Los New York Knicks celebraron su campeonato de la NBA Cup con una ovación de los aficionados en el Madison Square Garden el viernes, a pesar de optar por no colgar una pancarta conmemorativa. La celebración precedió a una derrota por 116-107 ante los Philadelphia 76ers, mientras el equipo lidiaba con el cansancio de un calendario extenuante tras su triunfo del martes sobre los San Antonio Spurs.
El primer partido en casa de los New York Knicks desde su victoria del 7 de diciembre sobre Orlando presentó un regreso agridulce tras su victoria en la NBA Cup sobre los San Antonio Spurs en Las Vegas. Antes del tip-off contra los Philadelphia 76ers el viernes, la pizarra reprodujo los mejores momentos del torneo, y los aficionados brindaron una ovación de pie a instancias del locutor.
A diferencia de los ganadores anteriores —los Los Angeles Lakers y los Milwaukee Bucks—, los Knicks omitieron una pancarta conmemorativa, ya que las semifinales y finales celebradas en Las Vegas extendieron su viaje fuera de casa.
El ambiente se agrió con un calendario exigente: tras la final de la Copa, vencieron por poco a los Indiana Pacers el jueves antes de la derrota 116-107 ante Filadelfia —su tercer partido en cuatro días. El alero Josh Hart, que descansó contra Indiana pero jugó 34 minutos ante los 76ers (5 puntos, 10 rebotes en 2 de 7 tiros), dijo: “No mirábamos muy por delante, así que no nos dimos cuenta de lo desafiante que sería entrar directamente en un back-to-back y luego un partido más temprano el domingo.”

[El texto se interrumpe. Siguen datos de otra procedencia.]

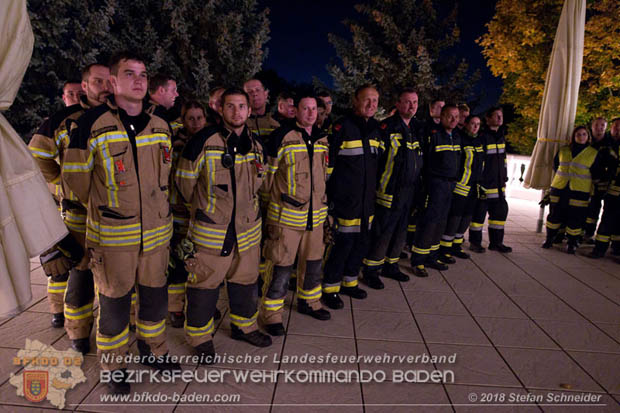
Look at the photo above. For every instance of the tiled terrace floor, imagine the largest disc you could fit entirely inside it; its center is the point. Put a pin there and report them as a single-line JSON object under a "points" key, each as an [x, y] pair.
{"points": [[533, 322]]}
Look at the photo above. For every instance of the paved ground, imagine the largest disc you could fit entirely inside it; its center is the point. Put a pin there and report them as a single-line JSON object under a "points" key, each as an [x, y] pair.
{"points": [[536, 324]]}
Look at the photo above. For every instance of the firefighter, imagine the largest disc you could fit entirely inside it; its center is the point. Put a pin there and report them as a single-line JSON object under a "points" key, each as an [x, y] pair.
{"points": [[297, 209], [354, 149], [70, 293], [577, 169], [260, 121], [219, 174], [398, 175], [194, 120], [465, 192], [71, 92], [118, 163], [602, 143], [492, 197], [609, 228], [442, 151]]}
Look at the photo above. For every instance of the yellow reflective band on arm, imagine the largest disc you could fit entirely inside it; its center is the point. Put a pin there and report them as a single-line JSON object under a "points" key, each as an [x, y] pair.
{"points": [[199, 331], [144, 330], [240, 321], [111, 343]]}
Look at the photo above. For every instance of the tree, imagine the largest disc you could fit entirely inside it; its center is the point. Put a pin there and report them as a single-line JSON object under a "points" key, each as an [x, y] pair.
{"points": [[517, 48], [400, 43], [201, 43]]}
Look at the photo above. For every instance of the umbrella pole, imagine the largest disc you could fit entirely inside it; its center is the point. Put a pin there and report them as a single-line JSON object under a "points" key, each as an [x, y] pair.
{"points": [[541, 214]]}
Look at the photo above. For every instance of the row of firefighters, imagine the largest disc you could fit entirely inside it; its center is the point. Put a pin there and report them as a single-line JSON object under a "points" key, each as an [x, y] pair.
{"points": [[161, 216]]}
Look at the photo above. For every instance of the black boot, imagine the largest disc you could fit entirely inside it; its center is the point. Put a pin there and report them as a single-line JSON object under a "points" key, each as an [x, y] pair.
{"points": [[58, 320], [354, 292], [206, 352], [81, 345], [118, 382], [255, 338], [332, 300], [177, 319], [161, 363], [320, 314], [393, 271]]}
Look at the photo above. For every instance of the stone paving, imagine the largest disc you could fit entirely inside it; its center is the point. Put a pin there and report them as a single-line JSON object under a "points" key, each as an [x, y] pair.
{"points": [[530, 330]]}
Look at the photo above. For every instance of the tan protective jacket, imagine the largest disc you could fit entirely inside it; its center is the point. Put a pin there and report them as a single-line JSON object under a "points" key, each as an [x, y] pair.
{"points": [[127, 203]]}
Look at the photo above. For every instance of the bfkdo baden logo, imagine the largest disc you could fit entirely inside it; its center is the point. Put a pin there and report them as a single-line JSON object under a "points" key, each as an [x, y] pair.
{"points": [[35, 385], [48, 373]]}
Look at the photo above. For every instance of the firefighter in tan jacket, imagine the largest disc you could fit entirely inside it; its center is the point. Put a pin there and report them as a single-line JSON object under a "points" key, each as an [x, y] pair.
{"points": [[219, 174], [48, 146], [297, 210], [118, 163]]}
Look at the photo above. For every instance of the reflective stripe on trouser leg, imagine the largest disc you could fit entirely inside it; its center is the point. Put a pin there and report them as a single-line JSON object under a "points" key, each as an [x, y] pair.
{"points": [[56, 287], [311, 289], [78, 306], [113, 329], [273, 300], [243, 300], [199, 325]]}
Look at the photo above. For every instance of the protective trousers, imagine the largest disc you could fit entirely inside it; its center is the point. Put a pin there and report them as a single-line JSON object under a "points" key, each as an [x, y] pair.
{"points": [[344, 260], [498, 211], [387, 237], [116, 273], [432, 222], [206, 272], [569, 209], [80, 294], [459, 217], [594, 211], [282, 245], [609, 228]]}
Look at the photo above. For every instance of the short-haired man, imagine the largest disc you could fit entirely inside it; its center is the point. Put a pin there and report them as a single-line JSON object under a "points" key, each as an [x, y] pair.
{"points": [[219, 173], [601, 142], [354, 147], [493, 186], [48, 146], [71, 92], [463, 114], [609, 228], [295, 215], [400, 164], [442, 152], [260, 121], [285, 108], [118, 163]]}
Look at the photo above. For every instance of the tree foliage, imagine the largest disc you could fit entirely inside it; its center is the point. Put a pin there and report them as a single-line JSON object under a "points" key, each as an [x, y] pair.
{"points": [[399, 43], [201, 43], [518, 46]]}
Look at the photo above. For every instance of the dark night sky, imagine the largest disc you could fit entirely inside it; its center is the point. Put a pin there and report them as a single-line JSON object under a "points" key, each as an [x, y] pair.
{"points": [[299, 48]]}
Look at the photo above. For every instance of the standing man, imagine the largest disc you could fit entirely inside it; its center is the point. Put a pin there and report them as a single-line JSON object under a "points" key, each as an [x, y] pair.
{"points": [[399, 172], [602, 143], [260, 121], [353, 155], [442, 152], [492, 186], [71, 92], [118, 163], [296, 212], [286, 108], [48, 145], [220, 173]]}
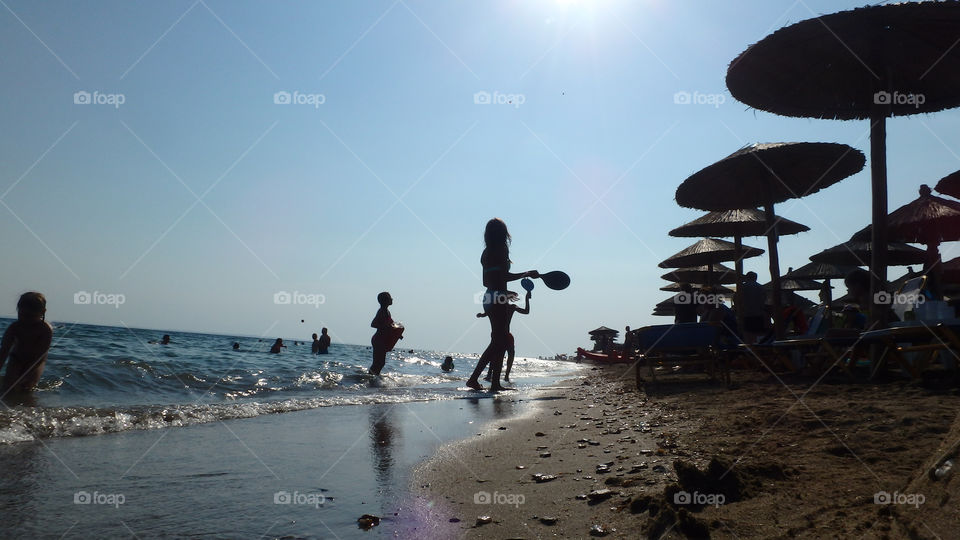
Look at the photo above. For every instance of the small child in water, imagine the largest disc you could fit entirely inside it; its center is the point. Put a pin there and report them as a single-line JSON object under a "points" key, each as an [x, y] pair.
{"points": [[26, 343], [510, 343], [447, 364]]}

El entrenador de primer año Mike Brown relató un percance ligero tras el viaje en medio de una tormenta de nieve al norte de Nueva York. La cuñada que cuidaba la casa llamó presa del pánico por los caminos bloqueados por la nieve que impedían las entregas de Amazon: “Teníamos nieve en la entrada y el camino, y mi cuñada nos llamó, estaba en pánico... Dijo: ‘Alguien se va a resbalar. Necesito una pala’, recordó Brown. ‘¿Una pala? Dios mío, ¿a quién llamo?’, respondí.” Llamó a su constructor para pedir ayuda.
Un día libre precede al partido del domingo contra los Miami Heat, ofreciendo tiempo de recuperación.